# Explained: How Much Data Do You Need to Train a Machine Learning System You can understand about 80 percent of how machine learning works if you understand one single concept, and that’s how the things that machines learn are simply data points represented in multi-dimensional space.

Once a mapping from real world to this feature space is done, machine learning algorithms simply work on the space to understand the real world, for example an image of a dog is simply one data point in that feature space if the image is a hundred pixels, by hundred pixels then it’s a single data point in 10,000 dimensional feature space.

Humans can grasp 2d space in 3d space easily, but we have difficulty grasping higher dimensional space, thankfully the mathematical concepts in any dimensional space are the same, and the same math that’s used in 2d can be used in higher dimensional space.

Computers are good at computation and they don’t have a problem dealing with this very high dimensional space, machine learning is broadly used for two problems, classification and prediction. Let’s take classification, classification algorithms find groupings of the data points, so how much data do you need to train a machine learning algorithm for classification?

Let’s say you want to design a simple thermometer, you need to know what range of temperature you’d like to measure, because no single thermometer can give you the range and accuracy across the whole spectrum, which may include measuring the temperatures of liquid-nitrogen off your fridge, the outside weather, your body temperature, your oven, the inside of a light bulb or a welding arc, for that matter.

Machine learning models work the same way, if you want to build a system to differentiate between dogs, cats and hamsters, then your training data should represent the variation of images of these pets, which in turn will map to the multi-dimensional space of interest.

I’ve just tried to show it in 3d for understanding but as you move to higher and higher dimensions, the data becomes very sparse, this means that sometimes even a million data points will not help if 99% of them represent dogs and only 1% represents cats and hamsters.

This means that simply having more data is useless, on the other hand if you had fewer data points like two or three for each class, then you can’t cover the whole space effectively. so remember that in multi dimensional space data is very sparse, and it’s even more difficult to represent those regions of interest with very few data points. What you ideally need is a set of data points that represent the range of variations, with each class that you would like to train the system with, then the system can generalize over the space and given a new data point in space, it can identify the animal correctly just like in this case.

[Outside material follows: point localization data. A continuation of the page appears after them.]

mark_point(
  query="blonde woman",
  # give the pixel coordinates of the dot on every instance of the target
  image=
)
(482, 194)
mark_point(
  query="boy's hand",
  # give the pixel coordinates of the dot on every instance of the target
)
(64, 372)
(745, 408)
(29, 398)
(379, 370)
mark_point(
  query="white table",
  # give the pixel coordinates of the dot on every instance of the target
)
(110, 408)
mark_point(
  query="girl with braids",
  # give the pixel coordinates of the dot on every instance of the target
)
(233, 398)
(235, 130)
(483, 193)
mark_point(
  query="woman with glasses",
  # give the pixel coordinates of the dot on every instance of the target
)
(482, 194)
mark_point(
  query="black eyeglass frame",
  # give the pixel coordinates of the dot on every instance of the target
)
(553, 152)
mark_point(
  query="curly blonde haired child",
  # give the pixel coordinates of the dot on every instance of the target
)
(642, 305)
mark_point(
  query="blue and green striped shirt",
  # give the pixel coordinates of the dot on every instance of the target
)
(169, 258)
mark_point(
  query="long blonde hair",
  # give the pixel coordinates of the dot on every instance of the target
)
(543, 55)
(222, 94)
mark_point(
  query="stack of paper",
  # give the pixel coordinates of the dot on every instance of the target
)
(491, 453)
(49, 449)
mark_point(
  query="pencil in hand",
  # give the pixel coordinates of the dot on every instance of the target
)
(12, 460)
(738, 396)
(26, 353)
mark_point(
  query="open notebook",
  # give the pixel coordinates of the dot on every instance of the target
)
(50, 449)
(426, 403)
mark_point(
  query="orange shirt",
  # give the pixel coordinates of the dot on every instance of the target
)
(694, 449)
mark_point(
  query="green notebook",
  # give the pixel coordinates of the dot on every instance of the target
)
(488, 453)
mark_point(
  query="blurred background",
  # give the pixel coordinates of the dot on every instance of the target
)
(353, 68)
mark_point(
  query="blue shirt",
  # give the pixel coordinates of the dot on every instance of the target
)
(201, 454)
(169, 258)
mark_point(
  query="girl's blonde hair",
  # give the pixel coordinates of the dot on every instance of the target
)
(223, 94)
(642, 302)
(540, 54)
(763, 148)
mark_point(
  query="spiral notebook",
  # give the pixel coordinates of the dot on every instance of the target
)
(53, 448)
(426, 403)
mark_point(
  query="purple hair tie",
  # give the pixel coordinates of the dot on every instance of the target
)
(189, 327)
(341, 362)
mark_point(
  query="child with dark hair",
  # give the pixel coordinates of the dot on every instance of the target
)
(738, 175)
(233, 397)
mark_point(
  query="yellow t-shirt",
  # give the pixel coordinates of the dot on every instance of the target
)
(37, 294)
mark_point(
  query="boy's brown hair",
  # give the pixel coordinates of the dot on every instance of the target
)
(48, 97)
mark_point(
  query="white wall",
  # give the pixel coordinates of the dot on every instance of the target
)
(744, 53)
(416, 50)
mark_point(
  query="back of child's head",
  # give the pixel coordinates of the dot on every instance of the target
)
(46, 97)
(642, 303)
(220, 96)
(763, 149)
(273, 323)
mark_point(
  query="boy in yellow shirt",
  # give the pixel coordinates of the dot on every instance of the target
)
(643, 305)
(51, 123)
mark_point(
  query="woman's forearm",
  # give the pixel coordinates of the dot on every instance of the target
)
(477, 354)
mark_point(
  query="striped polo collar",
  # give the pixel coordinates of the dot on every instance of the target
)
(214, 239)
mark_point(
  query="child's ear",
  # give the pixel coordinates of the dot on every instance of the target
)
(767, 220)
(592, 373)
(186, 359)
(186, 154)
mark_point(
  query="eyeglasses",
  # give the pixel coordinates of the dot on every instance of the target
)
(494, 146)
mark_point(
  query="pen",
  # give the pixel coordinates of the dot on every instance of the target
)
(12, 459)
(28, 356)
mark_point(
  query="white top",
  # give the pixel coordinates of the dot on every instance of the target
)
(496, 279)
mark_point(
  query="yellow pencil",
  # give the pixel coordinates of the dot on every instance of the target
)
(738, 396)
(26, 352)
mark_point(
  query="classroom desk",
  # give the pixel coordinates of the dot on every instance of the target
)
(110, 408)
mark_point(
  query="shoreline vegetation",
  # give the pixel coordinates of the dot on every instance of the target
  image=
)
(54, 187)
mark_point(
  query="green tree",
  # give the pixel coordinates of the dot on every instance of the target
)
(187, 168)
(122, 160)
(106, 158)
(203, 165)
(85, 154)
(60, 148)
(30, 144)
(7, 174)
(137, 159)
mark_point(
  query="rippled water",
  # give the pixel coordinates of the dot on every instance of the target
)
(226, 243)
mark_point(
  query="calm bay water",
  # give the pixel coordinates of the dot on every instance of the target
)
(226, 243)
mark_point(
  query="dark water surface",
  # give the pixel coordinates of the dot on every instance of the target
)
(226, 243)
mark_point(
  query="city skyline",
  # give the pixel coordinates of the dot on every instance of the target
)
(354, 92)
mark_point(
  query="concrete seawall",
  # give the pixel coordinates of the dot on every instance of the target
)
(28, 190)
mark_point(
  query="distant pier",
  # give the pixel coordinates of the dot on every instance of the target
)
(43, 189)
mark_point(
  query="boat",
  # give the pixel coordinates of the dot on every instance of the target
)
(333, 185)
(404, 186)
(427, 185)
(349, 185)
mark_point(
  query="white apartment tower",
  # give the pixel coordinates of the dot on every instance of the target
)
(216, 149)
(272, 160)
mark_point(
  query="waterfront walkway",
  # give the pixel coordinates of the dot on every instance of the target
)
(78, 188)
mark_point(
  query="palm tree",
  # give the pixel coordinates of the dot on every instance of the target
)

How would you know if you had enough data? one way is to plot the error against the number of data points you have. The error should go down as you increase the training data, having said that there is no single way to see if we have enough data and there may be other caveats, here are a few. if there are too few data points or not having enough training, then the system generalize too much resulting in underfitting and therefore high errors.

If the model is tuned too much to the data then it could essentially memorize the data, and that results in overfitting which causes high error rates for unseen data. If the data is not balanced meaning having close to the same number of data points per class, then the data may be worthless even though it might have high accuracy. The bottom line is that your data should represent the problem space well both relevant as well as having a good distribution.